Understanding and Addressing the Epidemic of Obesity: An Energy Balance Perspective

James O. Hill

Center for Human Nutrition, University of Colorado School of Medicine, Denver, Colorado 80262

Correspondence: Address all correspondence and requests for reprints to: James O. Hill, Ph.D., Center for Human Nutrition, Box C263, University of Colorado at Denver and Health Sciences Center, 4200 East Ninth Avenue, Denver, Colorado 80262. E-mail: James.hill{at}uchsc.edu

The intent of this paper is to address the obesity epidemic, which is a term used to describe the sudden and rapid increase in obesity rates that began in the 1980s and continues unabated today. Since 1980, the entire population, regardless of starting weight, is gradually gaining weight.

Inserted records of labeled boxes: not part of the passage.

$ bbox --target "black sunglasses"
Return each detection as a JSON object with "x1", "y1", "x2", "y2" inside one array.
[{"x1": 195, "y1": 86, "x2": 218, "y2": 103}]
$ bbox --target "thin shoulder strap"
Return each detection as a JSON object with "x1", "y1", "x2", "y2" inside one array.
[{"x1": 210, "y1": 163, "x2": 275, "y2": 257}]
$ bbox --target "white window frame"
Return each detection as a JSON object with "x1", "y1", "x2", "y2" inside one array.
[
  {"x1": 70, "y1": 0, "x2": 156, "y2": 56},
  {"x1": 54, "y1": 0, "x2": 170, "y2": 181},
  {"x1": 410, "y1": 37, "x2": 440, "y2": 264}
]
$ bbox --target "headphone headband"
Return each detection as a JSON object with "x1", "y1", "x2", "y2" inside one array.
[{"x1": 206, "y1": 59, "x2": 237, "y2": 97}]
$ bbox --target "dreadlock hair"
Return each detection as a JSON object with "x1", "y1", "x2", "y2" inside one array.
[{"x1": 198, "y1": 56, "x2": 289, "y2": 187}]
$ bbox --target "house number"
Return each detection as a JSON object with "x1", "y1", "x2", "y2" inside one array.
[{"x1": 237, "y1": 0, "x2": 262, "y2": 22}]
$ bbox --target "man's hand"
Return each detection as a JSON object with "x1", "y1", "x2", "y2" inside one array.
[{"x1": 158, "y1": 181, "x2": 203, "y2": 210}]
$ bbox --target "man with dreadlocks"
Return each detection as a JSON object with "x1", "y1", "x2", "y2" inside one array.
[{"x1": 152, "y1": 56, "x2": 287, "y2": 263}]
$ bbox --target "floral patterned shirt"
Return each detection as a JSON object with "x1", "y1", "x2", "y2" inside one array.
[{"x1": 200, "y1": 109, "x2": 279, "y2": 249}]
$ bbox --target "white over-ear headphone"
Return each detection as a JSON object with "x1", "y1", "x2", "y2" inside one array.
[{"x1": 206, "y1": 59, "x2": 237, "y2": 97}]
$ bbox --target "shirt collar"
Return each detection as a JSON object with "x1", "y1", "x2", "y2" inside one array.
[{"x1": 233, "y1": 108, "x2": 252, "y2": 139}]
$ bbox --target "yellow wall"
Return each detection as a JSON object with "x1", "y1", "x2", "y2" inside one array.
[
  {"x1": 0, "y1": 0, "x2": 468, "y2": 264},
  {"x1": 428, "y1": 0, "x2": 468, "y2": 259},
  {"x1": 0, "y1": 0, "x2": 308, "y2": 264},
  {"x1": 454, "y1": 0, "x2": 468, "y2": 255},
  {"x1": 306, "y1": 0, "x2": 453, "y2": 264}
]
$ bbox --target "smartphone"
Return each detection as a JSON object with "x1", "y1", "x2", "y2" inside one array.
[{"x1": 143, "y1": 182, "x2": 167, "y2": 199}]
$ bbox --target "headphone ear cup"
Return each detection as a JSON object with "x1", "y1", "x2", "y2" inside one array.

This has led to escalating obesity rates and to obesity being considered one of the most serious public health challenges facing the world. At one level, the obesity epidemic is a classic gene-environment interaction where the human genotype is susceptible to environmental influences that affect energy intake and energy expenditure. It is also a problem of energy balance. Understanding the etiology of obesity requires the study of how behavioral and environmental factors have interacted to produce positive energy balance and weight gain. Reversing the epidemic of obesity will require modifying some combination of these factors to help the population achieve energy balance at a healthy body weight. While body weight is strongly influenced by biological and behavioral factors, changes in the environment promoting positive energy balance have been most responsible for the obesity epidemic. Our best strategy for reversing the obesity epidemic is to focus on preventing positive energy balance in the population through small changes in diet and physical activity that take advantage of our biological systems for regulating energy balance. Simultaneously, we must address the environment to make it easier to make better food and physical activity choices. This is a very long-term strategy for first stopping and then reversing the escalating obesity rates, but one that can, over time, return obesity rates to pre-1980s levels.